A BUSINESSMAN who had to postpone his son’s wedding three times due to Covid-19 and the movement control order was given monetary relief by the Consumer Claims Tribunal.
The claimant Ab Hamid Ali, 57, said he booked a multi-purpose hall in Kempas, Johor Baru for the wedding reception that was to take place on Dec 20 last year.
The rental was RM4,300 and he paid RM1,000 as deposit in early October.
But in November, the venue was ordered to close for two weeks as Covid-19 cases were detected there.
Ab Hamid said the management returned the RM1,000 deposit.
He then looked for another place to hold the wedding, which was postponed to Jan 17.
“We found a factory that had been converted into a multi-purpose hall and paid RM1,000 as deposit, ’’ he said when met outside the Johor Baru Consumer Claims Tribunal at Menara Ansar.
The claimant made the final payment of RM2,150 on Nov 20, but on Jan 13, Johor was put under MCO.
“I called the hall’s management in Kuala Lumpur to return the money but they refused, ” said Ab Hamid.
His son’s wedding finally took place at a hotel in Senai on Feb 17 during the conditional MCO.
Tribunal president Zahirullah Mohd Taid ordered the respondent, who did not turn up for the proceedings, to return RM3,150 to the claimant within 14 days.
Meanwhile, a medical doctor at a private hospital filed a case against a car workshop owner.
The 30-year-old, who declined to be identified, had bought a 4WD in August 2019, but it started giving problems on Jan 21 this year.
Smoke started coming out from the engine and on several occasions the vehicle would suddenly stop.
The claimant said he sent it for repairs to a workshop in Permas Jaya and on Jan 24, in a video call, he was told several parts needed to be replaced.
The quotation given was RM4,600 and he transferred the money online on the same day.
When he went to the workshop on Jan 28 to retrieve the vehicle, the workshop owner charged him an additional RM1,329, bringing the total bill RM5,929.

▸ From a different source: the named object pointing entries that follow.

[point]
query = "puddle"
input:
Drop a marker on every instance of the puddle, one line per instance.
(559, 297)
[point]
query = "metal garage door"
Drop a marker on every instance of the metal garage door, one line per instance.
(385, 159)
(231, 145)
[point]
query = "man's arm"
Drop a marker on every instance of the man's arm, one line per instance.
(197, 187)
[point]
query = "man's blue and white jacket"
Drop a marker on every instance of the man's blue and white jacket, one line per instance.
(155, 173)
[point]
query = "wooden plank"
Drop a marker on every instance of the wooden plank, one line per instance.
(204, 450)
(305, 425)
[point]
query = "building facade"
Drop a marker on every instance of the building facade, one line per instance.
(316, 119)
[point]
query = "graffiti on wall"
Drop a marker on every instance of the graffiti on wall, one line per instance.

“He told me that the additional charges were for other parts that needed replacement, ’’ the claimant said.
There weeks later, the vehicle broke down at Sepang Rest & Recreation stop.
“I had to fork out RM1,000 to tow it back to the workshop, ’’ he said, adding the owner told him that repairs could not be done as certain spare parts were unavailable.
“I told the workshop owner that I would buy the spare parts and only pay the labour charge.”
However, he said the owner wanted to bill him double the labour charge of RM680, for a total of RM1,360.
“I refused and sent the vehicle to another workshop in Permas Jaya, ’’ he said.
He found out from the second workshop owner that the owner of the first workshop had overcharged him for the spare parts.
Zahirullah ordered the respondent, who did not turn up for the hearing, to return RM5,929 within 14 days.